Only joking. I managed to get the gist of what he was saying and could of course Google.
http://www.holland.com/us/tourism/article/museum-het-schip.htm
But I did think for a moment it had been named in honour of those EDM hitmakers Hot Chip.
The local pulsation often have a real love-hate relationship with very iconic buildings. There’s usually an ironic nick-name too.
Sorry! I meant the local population. Londoners seem to be very keen to give nicknames to buildings.
Here’s a (rather-London-based) quiz. Quite fun!
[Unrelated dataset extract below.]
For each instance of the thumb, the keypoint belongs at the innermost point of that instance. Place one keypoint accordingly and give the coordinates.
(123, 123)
http://blog.oxforddictionaries.com/2015/02/well-know-building-nicknames/
With a bit of guesswork, I managed to get most of them right. But then I am an ex-Londoner.
Never seen it myself but the Guggenheim Museum in Bilbao is reputedly a stunner.
It is, but it’s all on the outside. Not a lot going on inside IIRC.
I’m less than enthusiastic about the construction of all these in-your-face tall buildings that are popping up everywhere, just waiting to be used in the Mi or Bond film. But it would be churlish not to mention The Shard in That London currently the tallest building in Western Europe.
It is, I will grudgingly concede, rather impressive.
https://www.youtube.com/watch?v=FqibkzSPgNA
I really like the Swedish Embassy in Tokyo. I think it’s a beautiful building.
http://news.cision.com/se/statens-fastighetsverk/i/ambassaden-i-tokyo-exterior—ake-eson-lindman,c1292518
Very attractive. The architect wasn’t by any chance a Zep Head? It looks like a hommage to Stairway to Heaven.
Hats off to you Cheshire for going to visit some more “ordinary” buildings rather than just the big flagship ones, I agree with you, they can be just as interesting.
Small is also beautiful when it comes to architecture. I’m sure there are architects who are coming up with ingenious, attractive designs for something like “an amateur football team’s shower block”.
Anybody got some more examples of that?
Slightly off-piste, but rather interesting anyway. According to Benjamin Zephaniah, a dyslexic himself, many architects suffer from dyslexia.